From beginning to end Gatti’s reading of Beethoven’s arguably most popular symphony was a travesty. This was a run-through performance, crudely conducted and loudly bashed out. The famous opening of the Allegro con brio went for nothing, having zero impact, while the movement as a whole had no sense of tension or drama and merely fell flat: the timpani and horns – so important here - simply sounded effete while the woodwind were vapid.

The Andante con moto was missing breadth and grandeur, with the conductor failing to maintain a sense of an unfolding line; his tempi were all over the place, which merely fragmented the music. In this movement (and, indeed, throughout this concert) Gatti developed a curious and affected habit of lowering his hands to his sides, letting his players do their own thing before resuming conducting.

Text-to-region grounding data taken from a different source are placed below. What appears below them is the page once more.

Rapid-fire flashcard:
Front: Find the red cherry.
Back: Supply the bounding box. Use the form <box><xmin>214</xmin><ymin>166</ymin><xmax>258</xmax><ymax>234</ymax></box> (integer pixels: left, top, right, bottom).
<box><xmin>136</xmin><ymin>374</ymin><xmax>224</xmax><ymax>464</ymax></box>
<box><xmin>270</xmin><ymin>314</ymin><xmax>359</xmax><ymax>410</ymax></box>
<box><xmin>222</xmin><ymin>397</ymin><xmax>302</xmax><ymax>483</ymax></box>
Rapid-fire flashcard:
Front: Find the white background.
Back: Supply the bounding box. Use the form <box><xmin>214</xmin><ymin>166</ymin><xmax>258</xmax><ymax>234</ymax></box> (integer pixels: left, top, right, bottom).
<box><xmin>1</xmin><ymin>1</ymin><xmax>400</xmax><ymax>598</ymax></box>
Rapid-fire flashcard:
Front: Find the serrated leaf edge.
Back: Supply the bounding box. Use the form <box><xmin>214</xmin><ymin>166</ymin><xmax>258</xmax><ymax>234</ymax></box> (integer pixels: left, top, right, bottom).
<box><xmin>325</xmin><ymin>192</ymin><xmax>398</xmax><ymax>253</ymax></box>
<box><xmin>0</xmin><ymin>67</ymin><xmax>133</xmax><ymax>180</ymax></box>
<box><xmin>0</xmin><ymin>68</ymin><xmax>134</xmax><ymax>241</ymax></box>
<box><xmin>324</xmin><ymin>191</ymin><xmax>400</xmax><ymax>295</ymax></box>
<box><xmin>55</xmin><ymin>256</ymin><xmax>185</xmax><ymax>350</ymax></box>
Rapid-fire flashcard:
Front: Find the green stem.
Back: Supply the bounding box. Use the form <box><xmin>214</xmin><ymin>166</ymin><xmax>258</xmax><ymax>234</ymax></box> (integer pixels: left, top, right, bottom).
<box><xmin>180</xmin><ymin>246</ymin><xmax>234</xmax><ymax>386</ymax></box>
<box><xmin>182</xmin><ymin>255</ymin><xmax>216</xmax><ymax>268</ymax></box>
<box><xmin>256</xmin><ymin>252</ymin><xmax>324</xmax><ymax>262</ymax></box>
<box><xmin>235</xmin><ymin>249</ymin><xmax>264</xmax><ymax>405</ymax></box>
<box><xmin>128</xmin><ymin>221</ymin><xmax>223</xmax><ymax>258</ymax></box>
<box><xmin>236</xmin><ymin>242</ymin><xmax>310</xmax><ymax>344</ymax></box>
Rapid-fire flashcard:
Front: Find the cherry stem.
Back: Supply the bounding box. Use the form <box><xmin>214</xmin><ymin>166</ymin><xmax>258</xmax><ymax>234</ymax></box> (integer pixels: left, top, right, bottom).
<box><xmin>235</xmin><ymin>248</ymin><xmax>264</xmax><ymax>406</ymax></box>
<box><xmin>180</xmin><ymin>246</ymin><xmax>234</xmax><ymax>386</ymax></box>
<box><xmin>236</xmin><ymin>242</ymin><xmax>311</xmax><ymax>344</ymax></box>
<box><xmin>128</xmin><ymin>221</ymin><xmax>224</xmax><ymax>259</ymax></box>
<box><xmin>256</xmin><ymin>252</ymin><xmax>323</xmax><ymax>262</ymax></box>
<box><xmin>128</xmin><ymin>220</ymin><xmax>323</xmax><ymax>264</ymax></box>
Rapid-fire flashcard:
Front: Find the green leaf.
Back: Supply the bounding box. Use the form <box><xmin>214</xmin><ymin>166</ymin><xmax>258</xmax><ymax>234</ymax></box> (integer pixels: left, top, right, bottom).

Whilst in the opening Allegro the scurrying ‘cellos had great attack, the transition between the Allegro vivace and the Allegro – linked by badly played timpani taps - was misjudged, obliterating the sense of a build-up and explosion of tension. As Gatti rushed headlong towards the closing passages much important woodwind detail was either smudged or entirely submerged by the rest of the orchestra which became louder and louder, aided and abetted by some very course trombone playing. The closing bars were reduced to a congested noise that had this reviewer fleeing his seat as soon as the predictably noisy applause started.

This was one of the worst performances of Beethoven’s Fifth Symphony I have heard in concert – and the loudest. After some very fine playing in the first half of the evening, this lapse was as hard to understand as to forgive.